Die Antragstellerin und Beschwerdeführerin
(Antragstellerin), eine AG, begehrt die Aussetzung der Vollziehung (AdV) zweier
Anordnungen des Antragsgegners und Beschwerdegegners (Finanzamt --FA--) im
Zusammenhang mit dem Zugriff auf von der Antragstellerin gespeicherte Daten im
Rahmen einer Außenprüfung.
Das FA ordnete im Juli 2005 eine Außenprüfung
betreffend die Jahre 2001 bis 2003 bei der Antragstellerin an. Diese war im
Prüfungszeitraum Organgesellschaft im Rahmen einer
körperschaftsteuerlichen und gewerbesteuerlichen Organschaft mit ihrer
Muttergesellschaft als Organträgerin. Sie wickelte ihre handelsrechtliche
Finanzbuchhaltung über ein elektronisches Datenverarbeitungssystem ab. Eine
eigenständige steuerliche Buchführung bestand nicht. Abweichende
Buchungsansätze leitete die Antragstellerin in eine Steuerbilanz und in
eine steuerliche Gewinn- und Verlustrechnung über.
Die in Papierform eingegangenen Rechnungen
(Eingangsrechnungen) archivierte sie im Zeitraum vom 1. Januar 2001 bis
30. Juni 2001 durch Aufheben der Originale. Im Zeitraum 1. Juli 2001
bis 31. Dezember 2001 scannte sie die Eingangsrechnungen zusammen mit
steuerlich nicht relevanten Unterlagen auf elektronische Datenträger, ohne
dass das System nachträglich zwischen steuerlich relevanten und nicht
relevanten Unterlagen unterscheiden könnte; nach dem Einscannen vernichtete
sie die Originale der Eingangsrechnungen. Ab dem 1. Januar 2002
implementierte die Antragstellerin ein System, welches technisch eine Trennung
zwischen steuerlich relevanten und nicht relevanten Unterlagen ermöglichte,
und erfasste auf diese Weise ca. 90 % der eingehenden Rechnungen. Den
restlichen Teil der Eingangsrechnungen erfasste sie auch nach dem 1. Januar
2002 auf die bis dahin praktizierte, keine Trennung ermöglichende Art und
Weise. Die von ihr erstellten Rechnungen (Ausgangsrechnungen) archivierte die
Antragstellerin zunächst durch Aufbewahrung von Duplikaten. Ab dem
1. Februar 2003 speicherte sie die Ausgangsrechnungen elektronisch in Form
so genannter pdf-Dateien.
Die Antragstellerin verweigerte dem FA den unmittelbaren
Zugriff auf die ohne Trennungsmöglichkeit gescannten und digital
gespeicherten Belege und bot stattdessen an, die nicht freigegebenen Belege auf
Wunsch des FA auszudrucken. Außerdem verweigerte die Antragstellerin den
Datenzugriff auf folgende, ihrer Auffassung nach nur handelsrechtlich, nicht
aber auch steuerlich relevanten Konten der handelsrechtlichen
Finanzbuchhaltung:
- die
Drohverlustrückstellungen aus schwebenden Geschäften,
- die
nichtabzugsfähigen Betriebsausgaben,
- die
Aufwendungen für handelsrechtliche Steuerumlagen der
körperschaftsteuerlichen und der gewerbesteuerlichen Organschaft.

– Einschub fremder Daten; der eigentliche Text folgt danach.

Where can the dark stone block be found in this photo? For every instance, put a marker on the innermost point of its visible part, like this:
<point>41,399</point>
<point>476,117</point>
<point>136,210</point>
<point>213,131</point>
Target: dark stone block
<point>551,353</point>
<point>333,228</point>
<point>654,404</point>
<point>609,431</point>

Unter dem 31. März 2006 forderte das FA die
Antragstellerin daraufhin unter Berufung auf ein Einsichtsrecht nach
§ 147 Abs. 6 der Abgabenordnung (AO) auf, ihm den Zugriff auf die
digitalisierten Belege (Ein- und Ausgangrechnungen) des gesamten
Prüfungszeitraums zu ermöglichen. Außerdem forderte das FA die
Antragstellerin auf, ihm den Datenzugriff auch im Hinblick auf die drei
gesperrten Konten der Finanzbuchhaltung zu gewähren.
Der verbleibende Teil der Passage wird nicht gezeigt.